They recall God's works In their covenanting, “the people answered and said, God forbid that we should forsake

the LORD, to serve other gods; For the LORD our God, he it is that brought us up and our fathers out of the land

of Egypt, from the house of bondage, and which did those great signs in our sight, and preserved us in all the way

wherein we went, and among all the people through whom we passed: And the LORD drave out from before us all

the people, even the Amorites which dwelt in the land: therefore will we also serve the LORD; for he is our God.”

Joshua challenges the people.

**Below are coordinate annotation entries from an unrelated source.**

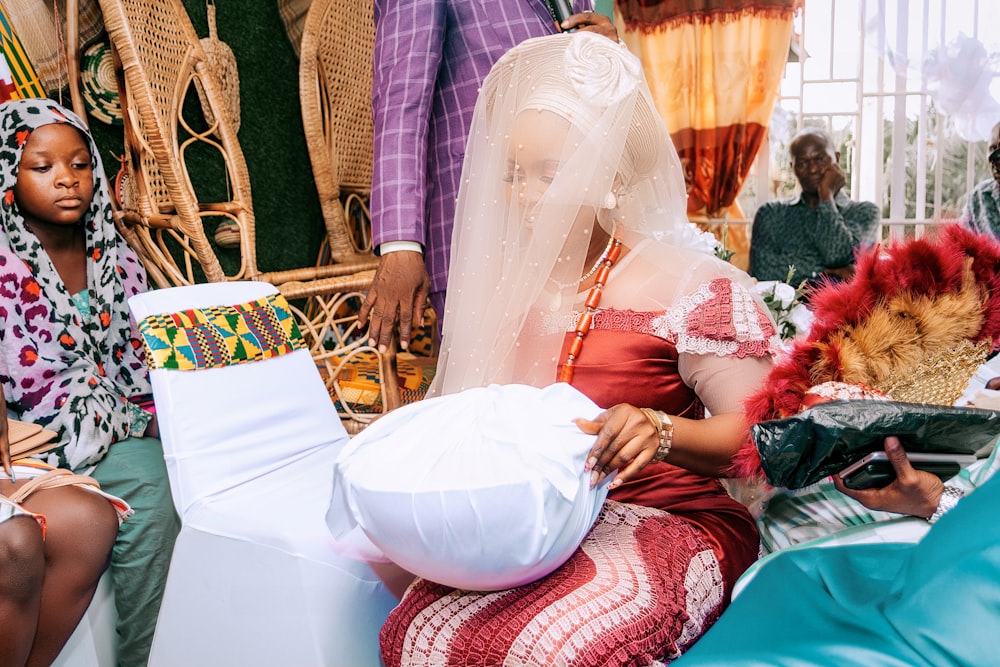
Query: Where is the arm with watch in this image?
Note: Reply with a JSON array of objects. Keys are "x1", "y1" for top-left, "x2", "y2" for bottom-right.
[{"x1": 833, "y1": 436, "x2": 965, "y2": 523}]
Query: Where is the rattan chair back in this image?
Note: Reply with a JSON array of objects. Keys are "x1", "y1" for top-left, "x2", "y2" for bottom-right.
[
  {"x1": 299, "y1": 0, "x2": 375, "y2": 262},
  {"x1": 100, "y1": 0, "x2": 259, "y2": 286},
  {"x1": 100, "y1": 0, "x2": 400, "y2": 432}
]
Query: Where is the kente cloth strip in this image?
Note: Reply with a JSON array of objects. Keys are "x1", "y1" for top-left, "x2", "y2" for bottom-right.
[
  {"x1": 0, "y1": 7, "x2": 45, "y2": 101},
  {"x1": 139, "y1": 294, "x2": 305, "y2": 371}
]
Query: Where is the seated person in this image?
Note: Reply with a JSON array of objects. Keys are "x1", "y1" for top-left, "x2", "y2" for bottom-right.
[
  {"x1": 962, "y1": 123, "x2": 1000, "y2": 237},
  {"x1": 0, "y1": 392, "x2": 124, "y2": 667},
  {"x1": 0, "y1": 99, "x2": 180, "y2": 665},
  {"x1": 381, "y1": 34, "x2": 777, "y2": 666},
  {"x1": 738, "y1": 225, "x2": 1000, "y2": 551},
  {"x1": 672, "y1": 464, "x2": 1000, "y2": 667},
  {"x1": 750, "y1": 128, "x2": 879, "y2": 287}
]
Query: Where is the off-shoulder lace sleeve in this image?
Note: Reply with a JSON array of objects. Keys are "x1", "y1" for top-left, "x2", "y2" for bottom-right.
[{"x1": 664, "y1": 278, "x2": 778, "y2": 359}]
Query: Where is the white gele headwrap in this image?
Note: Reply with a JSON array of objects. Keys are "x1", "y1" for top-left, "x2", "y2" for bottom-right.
[{"x1": 432, "y1": 32, "x2": 740, "y2": 394}]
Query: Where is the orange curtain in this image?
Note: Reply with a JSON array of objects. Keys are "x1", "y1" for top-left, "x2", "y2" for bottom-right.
[{"x1": 615, "y1": 0, "x2": 802, "y2": 264}]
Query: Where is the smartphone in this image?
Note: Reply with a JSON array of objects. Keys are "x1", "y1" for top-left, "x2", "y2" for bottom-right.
[{"x1": 840, "y1": 452, "x2": 976, "y2": 489}]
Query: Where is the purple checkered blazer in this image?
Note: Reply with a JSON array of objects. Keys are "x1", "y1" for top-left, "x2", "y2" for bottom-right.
[{"x1": 371, "y1": 0, "x2": 593, "y2": 292}]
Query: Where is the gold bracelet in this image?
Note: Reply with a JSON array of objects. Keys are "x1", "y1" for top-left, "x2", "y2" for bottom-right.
[{"x1": 640, "y1": 408, "x2": 674, "y2": 462}]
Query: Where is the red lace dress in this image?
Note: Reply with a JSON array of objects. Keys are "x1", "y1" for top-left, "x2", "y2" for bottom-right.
[{"x1": 381, "y1": 279, "x2": 773, "y2": 667}]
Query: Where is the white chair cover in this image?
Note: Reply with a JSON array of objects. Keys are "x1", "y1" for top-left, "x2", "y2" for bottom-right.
[
  {"x1": 129, "y1": 282, "x2": 396, "y2": 667},
  {"x1": 52, "y1": 572, "x2": 118, "y2": 667}
]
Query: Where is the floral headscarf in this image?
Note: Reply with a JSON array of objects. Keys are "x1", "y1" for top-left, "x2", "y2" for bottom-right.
[{"x1": 0, "y1": 99, "x2": 150, "y2": 470}]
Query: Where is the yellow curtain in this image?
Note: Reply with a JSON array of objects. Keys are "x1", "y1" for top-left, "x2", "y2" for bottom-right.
[{"x1": 615, "y1": 0, "x2": 802, "y2": 268}]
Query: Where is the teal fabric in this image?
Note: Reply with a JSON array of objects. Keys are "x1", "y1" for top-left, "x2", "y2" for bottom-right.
[
  {"x1": 91, "y1": 438, "x2": 180, "y2": 667},
  {"x1": 672, "y1": 477, "x2": 1000, "y2": 667}
]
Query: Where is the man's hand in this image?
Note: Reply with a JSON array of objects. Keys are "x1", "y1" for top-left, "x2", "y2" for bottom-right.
[
  {"x1": 561, "y1": 12, "x2": 618, "y2": 42},
  {"x1": 574, "y1": 403, "x2": 660, "y2": 489},
  {"x1": 358, "y1": 250, "x2": 431, "y2": 352},
  {"x1": 833, "y1": 436, "x2": 944, "y2": 519},
  {"x1": 818, "y1": 161, "x2": 847, "y2": 201}
]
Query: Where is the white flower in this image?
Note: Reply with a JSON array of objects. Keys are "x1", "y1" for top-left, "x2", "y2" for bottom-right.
[
  {"x1": 754, "y1": 280, "x2": 778, "y2": 296},
  {"x1": 774, "y1": 283, "x2": 795, "y2": 309},
  {"x1": 653, "y1": 222, "x2": 719, "y2": 255},
  {"x1": 788, "y1": 303, "x2": 813, "y2": 335}
]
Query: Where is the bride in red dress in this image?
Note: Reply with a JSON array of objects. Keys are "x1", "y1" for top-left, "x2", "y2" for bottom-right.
[{"x1": 382, "y1": 28, "x2": 777, "y2": 667}]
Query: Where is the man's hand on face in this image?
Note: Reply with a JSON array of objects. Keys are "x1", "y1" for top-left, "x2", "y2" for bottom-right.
[{"x1": 818, "y1": 161, "x2": 847, "y2": 201}]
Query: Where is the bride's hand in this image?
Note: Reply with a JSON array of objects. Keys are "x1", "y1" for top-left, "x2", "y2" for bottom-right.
[{"x1": 574, "y1": 403, "x2": 660, "y2": 489}]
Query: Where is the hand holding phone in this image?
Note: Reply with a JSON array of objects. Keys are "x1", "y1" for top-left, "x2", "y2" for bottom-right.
[{"x1": 840, "y1": 452, "x2": 976, "y2": 489}]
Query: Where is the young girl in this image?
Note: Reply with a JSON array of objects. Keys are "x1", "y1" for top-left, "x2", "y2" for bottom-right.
[{"x1": 0, "y1": 99, "x2": 179, "y2": 665}]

They were tempted to take covenanting lightly. Though they may not vow—which

would be wrong—it would have been worse to vow and not pay. Joshua is trying to stir them up to sincere

covenanting, “Ye cannot serve the LORD: for he is an holy God; he is a jealous God; he will not forgive your

transgressions nor your sins. If ye forsake the LORD, and serve strange gods, then he will turn and do you hurt,

and consume you, after that he hath done you good.” And the people said, “Nay; but we will serve the LORD.”

And Joshua said unto the people, “Ye are witnesses against yourselves that ye have chosen you the LORD, to serve

him.” And they said, “We are witnesses.” “Now therefore put away,” said he, “the strange gods which are among

you, and incline your heart unto the LORD God of Israel.” And the people said unto Joshua, “The LORD our God

will we serve, and his voice will we obey.” So Joshua made a covenant with the people that day, and set them a

statute and an ordinance in Shechem. And Joshua wrote these words in the book of the law of God, and took a great

stone, and set it up there under an oak, that was by the sanctuary of the LORD.

(f) The Davidic Covenant

When David becomes king it says, “Therefore came all the elders of Israel to the king to Hebron; and David made

a covenant with them in Hebron before the LORD; and they anointed David king over Israel, according to the word

of the LORD by Samuel” (1Chr 11:3). He did it “before the Lord,” because he called on God to be witness to the
20 The whole account is found in Josh. 24:15-26.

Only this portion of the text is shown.